Juiz determina que Prefeitura de Ribeirão Preto indenize morador com casa atingida por enchentes

A Justiça condenou a Prefeitura de Ribeirão Preto (SP) a indenizar um morador por prejuízos com as enchentes na região do Jardim Procópio, zona norte da cidade.

A sentença da 1ª Vara da Fazenda Pública determinou o pagamento de R$ 102,6 mil entre danos materiais e morais por conta dos transtornos e da desvalorização do imóvel.

No entendimento do juiz Reginaldo Siqueira, laudos deixaram evidente que a rede de captação do bairro, sob responsabilidade do município, é insuficiente para a vazão de água em períodos de chuva.

"Em razão das enchentes e do risco iminente de novas inundações, o imóvel está desvalorizado em, aproximadamente, 30% de seu valor de mercado", descreve na decisão.

Procurada, a Prefeitura informou que a Secretaria de Negócios Jurídicos ainda não foi comunicada a respeito da decisão. O Executivo ainda pode recorrer.

Prejuízo com as enchentes

A ação cível foi ajuizada pelo aposentado João Batista Dias em 2016. No processo, ele alegou que, desde a abertura de novos bairros ao redor da região do Jardim Procópio, o imóvel passou a ser alvo constante de inundações, mesmo depois de reformas para elevação do nível em relação à rua.

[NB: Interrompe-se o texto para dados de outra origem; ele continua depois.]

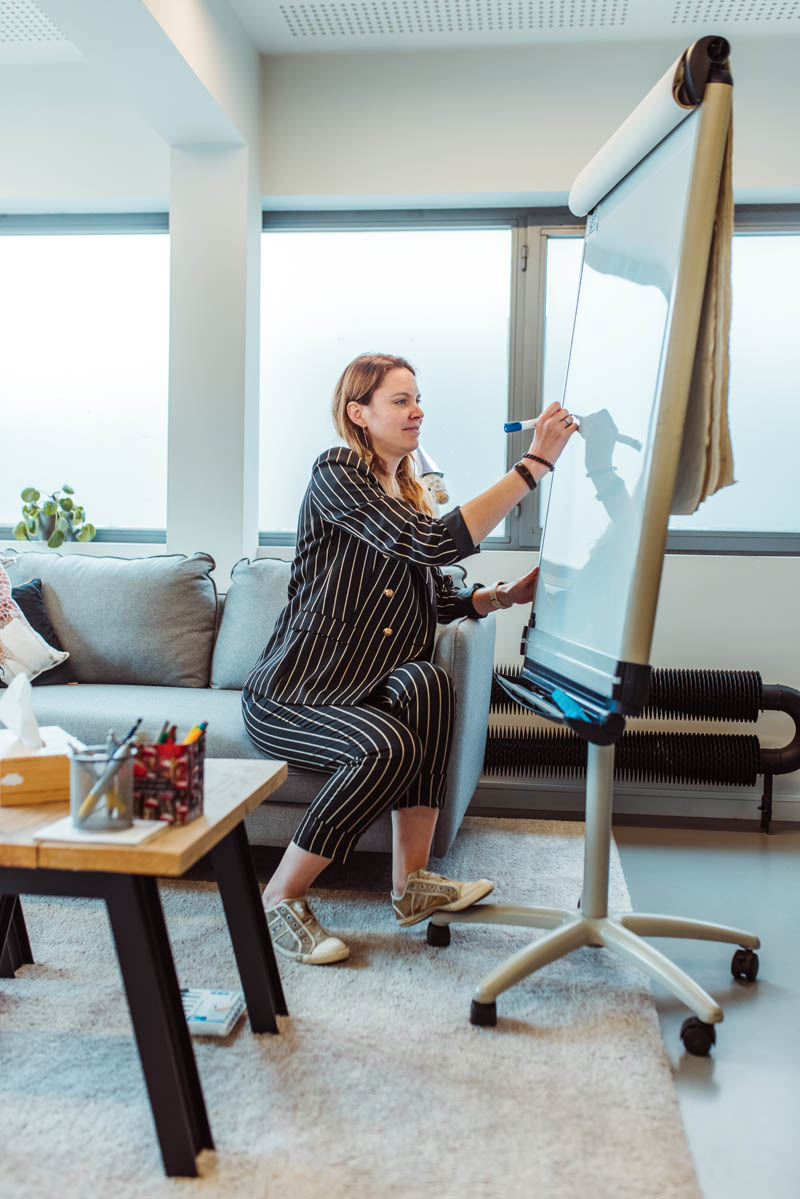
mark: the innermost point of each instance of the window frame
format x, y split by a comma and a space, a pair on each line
89, 223
530, 229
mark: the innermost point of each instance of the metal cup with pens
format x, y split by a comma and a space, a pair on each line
101, 784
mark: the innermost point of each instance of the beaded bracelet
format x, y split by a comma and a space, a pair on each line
534, 457
525, 474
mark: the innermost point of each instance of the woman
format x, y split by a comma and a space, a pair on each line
346, 682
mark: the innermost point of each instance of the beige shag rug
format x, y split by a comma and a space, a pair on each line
378, 1086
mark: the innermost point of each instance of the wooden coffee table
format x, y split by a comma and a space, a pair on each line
125, 877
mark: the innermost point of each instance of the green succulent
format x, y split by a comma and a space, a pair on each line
54, 520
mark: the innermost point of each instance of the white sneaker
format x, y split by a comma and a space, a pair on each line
298, 934
427, 892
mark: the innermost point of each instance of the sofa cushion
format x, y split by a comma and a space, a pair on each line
31, 601
257, 595
128, 620
253, 602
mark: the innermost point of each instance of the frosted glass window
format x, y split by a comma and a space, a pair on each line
438, 297
84, 341
764, 373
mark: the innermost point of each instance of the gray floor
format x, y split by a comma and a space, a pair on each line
741, 1104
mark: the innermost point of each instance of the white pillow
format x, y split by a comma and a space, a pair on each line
23, 651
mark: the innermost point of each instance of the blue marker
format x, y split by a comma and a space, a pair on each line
518, 426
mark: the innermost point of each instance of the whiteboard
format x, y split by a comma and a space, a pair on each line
643, 272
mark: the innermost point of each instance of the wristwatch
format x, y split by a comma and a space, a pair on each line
493, 596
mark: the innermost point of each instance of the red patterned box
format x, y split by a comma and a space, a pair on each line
168, 781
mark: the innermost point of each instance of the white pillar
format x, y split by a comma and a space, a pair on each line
215, 260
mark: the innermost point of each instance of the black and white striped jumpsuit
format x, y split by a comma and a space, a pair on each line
346, 682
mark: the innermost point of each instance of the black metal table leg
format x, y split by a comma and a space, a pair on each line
158, 1022
233, 867
14, 946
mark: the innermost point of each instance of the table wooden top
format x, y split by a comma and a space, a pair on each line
233, 788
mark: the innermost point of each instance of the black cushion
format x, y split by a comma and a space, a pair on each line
31, 601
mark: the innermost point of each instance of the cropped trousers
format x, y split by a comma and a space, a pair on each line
390, 752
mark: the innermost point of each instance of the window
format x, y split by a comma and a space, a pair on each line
84, 338
437, 296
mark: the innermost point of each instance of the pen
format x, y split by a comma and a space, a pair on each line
194, 733
120, 754
518, 426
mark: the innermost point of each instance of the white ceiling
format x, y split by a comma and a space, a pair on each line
299, 26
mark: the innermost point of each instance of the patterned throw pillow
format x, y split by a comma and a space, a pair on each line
22, 649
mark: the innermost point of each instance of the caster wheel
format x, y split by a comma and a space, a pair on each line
697, 1036
745, 964
438, 934
483, 1013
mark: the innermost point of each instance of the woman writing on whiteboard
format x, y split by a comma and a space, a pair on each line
346, 682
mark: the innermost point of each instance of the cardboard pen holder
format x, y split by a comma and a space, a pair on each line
168, 781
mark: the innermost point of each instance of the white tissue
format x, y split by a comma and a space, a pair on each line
17, 712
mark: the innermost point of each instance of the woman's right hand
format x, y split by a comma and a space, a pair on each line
554, 428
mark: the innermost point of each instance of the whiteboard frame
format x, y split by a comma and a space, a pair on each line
605, 717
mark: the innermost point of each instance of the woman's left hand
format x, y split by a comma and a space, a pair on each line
522, 590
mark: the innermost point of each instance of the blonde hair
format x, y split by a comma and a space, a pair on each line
358, 383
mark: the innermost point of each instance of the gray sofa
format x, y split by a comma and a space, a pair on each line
151, 637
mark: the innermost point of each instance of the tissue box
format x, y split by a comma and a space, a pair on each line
35, 776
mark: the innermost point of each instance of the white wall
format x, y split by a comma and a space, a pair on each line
71, 144
488, 126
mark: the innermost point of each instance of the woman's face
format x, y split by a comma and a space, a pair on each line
394, 416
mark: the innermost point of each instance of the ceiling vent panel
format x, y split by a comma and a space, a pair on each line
403, 17
715, 12
23, 22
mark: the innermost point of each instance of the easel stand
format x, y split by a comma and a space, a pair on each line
593, 925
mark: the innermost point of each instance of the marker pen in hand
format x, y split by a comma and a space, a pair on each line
518, 426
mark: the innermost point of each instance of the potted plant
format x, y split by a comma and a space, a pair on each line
55, 520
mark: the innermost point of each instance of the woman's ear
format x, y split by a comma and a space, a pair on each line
355, 414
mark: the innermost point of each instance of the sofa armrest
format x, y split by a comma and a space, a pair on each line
465, 649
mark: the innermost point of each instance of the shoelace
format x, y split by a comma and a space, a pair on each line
310, 921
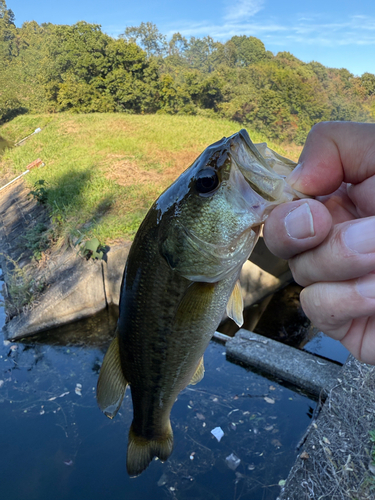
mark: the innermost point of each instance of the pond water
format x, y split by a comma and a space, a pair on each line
56, 443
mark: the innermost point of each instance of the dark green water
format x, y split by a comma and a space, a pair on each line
55, 442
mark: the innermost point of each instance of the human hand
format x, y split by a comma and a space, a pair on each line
330, 240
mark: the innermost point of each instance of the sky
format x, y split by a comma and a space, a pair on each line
336, 33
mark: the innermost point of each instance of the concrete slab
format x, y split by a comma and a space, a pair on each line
336, 462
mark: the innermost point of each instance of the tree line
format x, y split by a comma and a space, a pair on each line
78, 68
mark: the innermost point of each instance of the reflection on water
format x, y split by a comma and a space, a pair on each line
56, 443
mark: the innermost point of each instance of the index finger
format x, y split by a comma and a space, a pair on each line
335, 152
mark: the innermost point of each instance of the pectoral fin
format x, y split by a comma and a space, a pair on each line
111, 383
199, 373
235, 304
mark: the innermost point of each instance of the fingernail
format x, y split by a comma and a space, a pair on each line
360, 236
366, 286
299, 223
293, 177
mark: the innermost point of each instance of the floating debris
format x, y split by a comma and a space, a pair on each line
271, 401
218, 433
163, 480
233, 461
61, 396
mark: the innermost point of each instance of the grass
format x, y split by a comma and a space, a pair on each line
103, 171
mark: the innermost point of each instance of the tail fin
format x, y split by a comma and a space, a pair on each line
141, 451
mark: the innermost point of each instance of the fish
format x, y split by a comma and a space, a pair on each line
181, 275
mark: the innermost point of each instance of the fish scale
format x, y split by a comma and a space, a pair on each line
179, 279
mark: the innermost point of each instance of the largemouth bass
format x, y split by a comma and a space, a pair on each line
181, 275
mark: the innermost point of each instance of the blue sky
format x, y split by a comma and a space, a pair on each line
337, 33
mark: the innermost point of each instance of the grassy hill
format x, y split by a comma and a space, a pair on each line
103, 171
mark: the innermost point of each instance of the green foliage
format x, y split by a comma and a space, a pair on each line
40, 192
90, 249
37, 239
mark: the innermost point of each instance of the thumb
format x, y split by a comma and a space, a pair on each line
334, 152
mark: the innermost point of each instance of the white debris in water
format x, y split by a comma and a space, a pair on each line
233, 461
218, 433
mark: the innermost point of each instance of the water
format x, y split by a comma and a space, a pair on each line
55, 442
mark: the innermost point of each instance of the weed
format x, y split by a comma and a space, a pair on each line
38, 239
21, 287
103, 171
40, 192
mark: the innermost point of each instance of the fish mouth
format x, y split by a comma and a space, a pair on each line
259, 175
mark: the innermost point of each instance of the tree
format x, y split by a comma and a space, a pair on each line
250, 50
148, 36
368, 82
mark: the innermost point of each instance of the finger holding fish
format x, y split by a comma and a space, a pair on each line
179, 279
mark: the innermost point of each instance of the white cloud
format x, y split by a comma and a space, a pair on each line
242, 9
354, 30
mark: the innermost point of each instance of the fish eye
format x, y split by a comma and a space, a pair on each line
207, 181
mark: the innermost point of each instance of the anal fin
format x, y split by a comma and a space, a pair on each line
141, 450
111, 383
235, 304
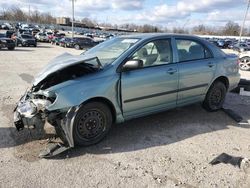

"Aqui vieram vários políticos, vários vereadores e, na verdade, nenhum deles trouxe uma resposta. Se não for pela lei, pela justiça, você não é ouvido", diz.

No decorrer do processo, a Prefeitura chegou a se eximir da responsabilidade, considerando as enchentes uma ocorrência de força maior.

Mas, segundo Siqueira, uma perícia demonstrou que o sistema de captação de águas pluviais não acompanhou a expansão dos bairros próximos como Jardim Alexandre Balbo, Parque das Figueiras e Parque das Andorinhas.

"O acréscimo de vazão extrapolou a capacidade da rede instalada, prejudicando o sistema de captação existente e causando enchentes na região", afirma o magistrado.

Os laudos também apontaram que a recorrência de enchentes levou à desvalorização do imóvel em 30%.

"Segundo a perícia, é comum a formação de fortes enxurradas, as quais se elevam sobre os passeios e adentram em imóveis localizados em pontos mais baixos da rua. Tais ocorrências podem resultar em desvalorização dos imóveis sujeitos a inundação, em relação aos outros de mesmas características e tipologia e que não estejam na mesma condição do imóvel do requerente", explica Siqueira.

Com base nisso, o magistrado estabeleceu que a Prefeitura pague R$ 72,6 mil, valor equivalente à desvalorização da casa do aposentado, além de R$ 30 mil por danos morais.

"Porque é de responsabilidade do município a construção e manutenção das redes coletoras de águas pluviais nas áreas públicas, a falha no serviço implica na obrigação de indenizar os danos eventualmente daí decorrentes."